No entanto, esses dados apresentam um atraso. Os números mais recentes correspondem a junho e apontam para R $ 645,8 bilhões para o buffer da dívida, em uma posição de caixa total de R $ 939,3 bilhões (que envolve recursos vinculados a outras áreas). Em dezembro do ano passado, para se ter uma ideia da evolução, a reserva de liquidez era de R $ 750,4 bilhões e o caixa total do governo era de R $ 1,33 trilhão. Nesse período, a parcela gratuita para uso em qualquer destino (despesas normais, dívidas e outros) passou de R $ 91,1 bilhões para apenas R $ 10,5 bilhões.

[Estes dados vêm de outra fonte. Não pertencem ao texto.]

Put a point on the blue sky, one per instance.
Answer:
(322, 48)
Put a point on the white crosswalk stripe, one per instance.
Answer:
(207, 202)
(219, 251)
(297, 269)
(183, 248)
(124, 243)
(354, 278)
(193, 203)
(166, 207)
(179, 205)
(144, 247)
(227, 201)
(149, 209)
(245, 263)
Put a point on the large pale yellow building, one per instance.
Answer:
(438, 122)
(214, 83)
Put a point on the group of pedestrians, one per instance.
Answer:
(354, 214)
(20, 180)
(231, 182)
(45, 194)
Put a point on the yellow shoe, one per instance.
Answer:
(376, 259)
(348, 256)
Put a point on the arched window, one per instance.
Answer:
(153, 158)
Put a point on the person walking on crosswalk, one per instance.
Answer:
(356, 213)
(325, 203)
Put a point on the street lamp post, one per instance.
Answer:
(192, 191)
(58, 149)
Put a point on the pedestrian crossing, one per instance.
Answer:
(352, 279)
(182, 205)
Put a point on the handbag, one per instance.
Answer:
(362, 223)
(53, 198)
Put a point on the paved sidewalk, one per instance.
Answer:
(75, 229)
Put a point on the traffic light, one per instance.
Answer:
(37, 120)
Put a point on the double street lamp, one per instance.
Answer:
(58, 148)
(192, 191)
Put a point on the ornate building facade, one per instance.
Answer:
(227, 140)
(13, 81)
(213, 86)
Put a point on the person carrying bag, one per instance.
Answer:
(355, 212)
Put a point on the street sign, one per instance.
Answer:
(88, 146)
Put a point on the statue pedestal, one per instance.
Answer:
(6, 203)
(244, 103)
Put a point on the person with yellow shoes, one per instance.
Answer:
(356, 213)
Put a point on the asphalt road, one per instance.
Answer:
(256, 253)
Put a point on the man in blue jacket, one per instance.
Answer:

Nesse sentido, vale lembrar que em julho o Tesouro tinha um grande volume de vencimentos, da ordem de R $ 220 bilhões, e não conseguiu renovar todos eles, o que indica uma redução de caixa da ordem de R $ 70 bilhões só por esse motivo. .
O ponto importante para reduzir a reserva de liquidez é o déficit primário. O resultado médio mensal ficou negativo em quase R $ 140 bilhões nos últimos três meses, embora parte desses déficits, segundo Alves, possa ser paga com recursos de outras fontes que não a dívida.
Os déficits devem permanecer altos nos próximos meses, com medidas para combater a crise pandêmica. A previsão para o ano é de um resultado primário negativo da ordem de R $ 800 bilhões, o que seria praticamente o dobro do verificado no primeiro semestre deste ano. Portanto, o dinheiro do governo continuará sob forte pressão.
Franco explicou que não há possibilidade no radar de as reservas de recursos do governo chegarem a zero, situação limite que obrigaria o governo a pagar juros altíssimos e prêmios de risco adicionais até mesmo em Letras Financeiras do Tesouro (LFT, títulos vinculados). taxa Selic). . “Não vai reiniciar. No limite haverá um encurtamento muito forte da dívida pública federal ”, disse, lembrando que as emissões curtas dão ao governo tempo para aprofundar ações como reformas estruturais, que melhoram as condições de captação de recursos no mercado, com prazos mais longos. longas e baixas taxas de juros.
O subsecretário disse ainda ter os instrumentos para evitar que o nível de caixa caia abaixo do nível prudencial. “O nível de risco aumentaria [com caixa abaixo do prudencial]Mas temos as ferramentas certas para evitar que isso aconteça. É importante também que no próximo ano, para evitar isso, o cronograma de pagamentos do BNDES ao Tesouro seja retomado ”, disse.
Ainda não existe, e é importante dizer, um problema de financiamento da dívida. Se o déficit continuar, isso pode se transformar em um problema de financiamento. O interesse se manifesta na percepção de risco fiscal. Isso explica por que, por exemplo, a taxa Selic é de 2% ao ano, mas a taxa de juros de um título de 10 anos é de 8% ao ano. No México, para se ter uma ideia, a taxa básica de juros é de 4% ao ano e os juros dos títulos de dez anos é de 5,75% ao ano.